What the Internet Knows about You

Today, the Internet is a very dominant tool used by countless people to gather information, communicate, and use for entertainment purpose. What some people may not realize is that while using the internet, it catalogs a plethora of information on their actions making quite a lengthy and scarily accurate digital trail of their time on the internet. This information can then be used for a lot of things which they may not be aware of; such as lead generation, which is the act of a company purchasing your information (or paying for a service which uses your information) to swarm you with advertisements, or the act of even tracking your habits and communications through the activities your IP Address does on a regular basis.

A more common use of this amassed information is by government agencies to use it to screen your daily activities and even make certain judgments on your character based on this information without a need to even speak to you directly. It is actually well-known that the National Security Agency (NSA) of the United States houses a huge data warehouse of billions of records of data on billions of people in the world for reasons we can only assume fall into this grey area.

While Facebook, Twitter, and other social media platforms are no strangers to lead generation so they can gain revenue, they also use this data to connect to other platforms. For example, Facebook uses your information to not only provide advertisements to other companies in a way that makes the advertisements more relevant to you based on your previous actions, but they also use it with Spotify to share private information about your actions on the platform.

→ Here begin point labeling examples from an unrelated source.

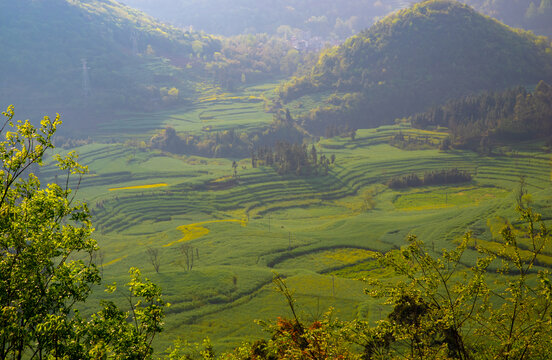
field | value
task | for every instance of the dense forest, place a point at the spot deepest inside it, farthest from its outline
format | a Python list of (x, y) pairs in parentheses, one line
[(229, 143), (327, 19), (478, 120), (534, 15), (423, 56)]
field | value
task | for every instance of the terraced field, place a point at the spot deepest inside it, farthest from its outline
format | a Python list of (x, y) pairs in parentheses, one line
[(318, 231)]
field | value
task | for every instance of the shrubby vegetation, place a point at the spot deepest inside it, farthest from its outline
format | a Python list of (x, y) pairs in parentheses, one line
[(322, 18), (133, 61), (443, 177), (47, 267), (291, 158), (534, 15), (254, 58), (229, 143), (418, 57), (479, 120), (442, 307)]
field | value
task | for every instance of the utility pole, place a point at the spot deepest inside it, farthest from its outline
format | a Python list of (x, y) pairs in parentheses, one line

YouTube, now being a part of Google, uses this type of data they collect to build their algorithms to give you content relevant to videos you've watched. However, they also use this data to help in Google's search engine and advertisements that are shown to you as well which feels like a big encroachment of personal privacy.

These are truthful but some of the scenarios which a person's data can be used for, and some of these are not even remotely as disturbing as the thought of what Apple could be doing with the number of fingerprint patterns and matches they have potentially accumulated from their fingerprint reader by now. Basically, it is not uncommon for big tech companies to do these things and for that main reason, many consider trying to browse the internet privately rather than risk having these companies or government agencies have such personal information on their person without much of their input on the matter.

Common Ways to Browse Privately

One popular way people browse the web anonymously is through the use of a VPN, virtual private network. These function by creating a secure connection between the user's machine and the VPN server, and they're accessing websites as if browsing from the server effectively hiding your IP Address. Through this means, it becomes significantly harder for a website to put the actions of an IP Address to your specific identity because it cannot trace you effectively creating a wall between these websites and companies and your private information.

Incognito mode on browsers is another option many consider and use to browse the internet. This method is a feature many browsers have begun adding in for the sake of those who wish to have more privacy and comes as a free alternative to the use of a VPN which usually comes with a cost (albeit, a relatively small one). Running the browser in incognito mode disables storing browsing history, cookies, site data and any form data you submitted through the browser, and hence running the browser in private mode.

Proxy servers function similarly to a VPN and are another common tool people use to browse the web anonymously. They function by having the server retrieve the website data of the URL the user enters; meaning, they effectively working as a middle man to exchange information between the user and the web server. This method, however, comes with the tradeoff of latency as you have to first make a request to the proxy server, which makes a request to the website, and then sends it back to the proxy server and then to you.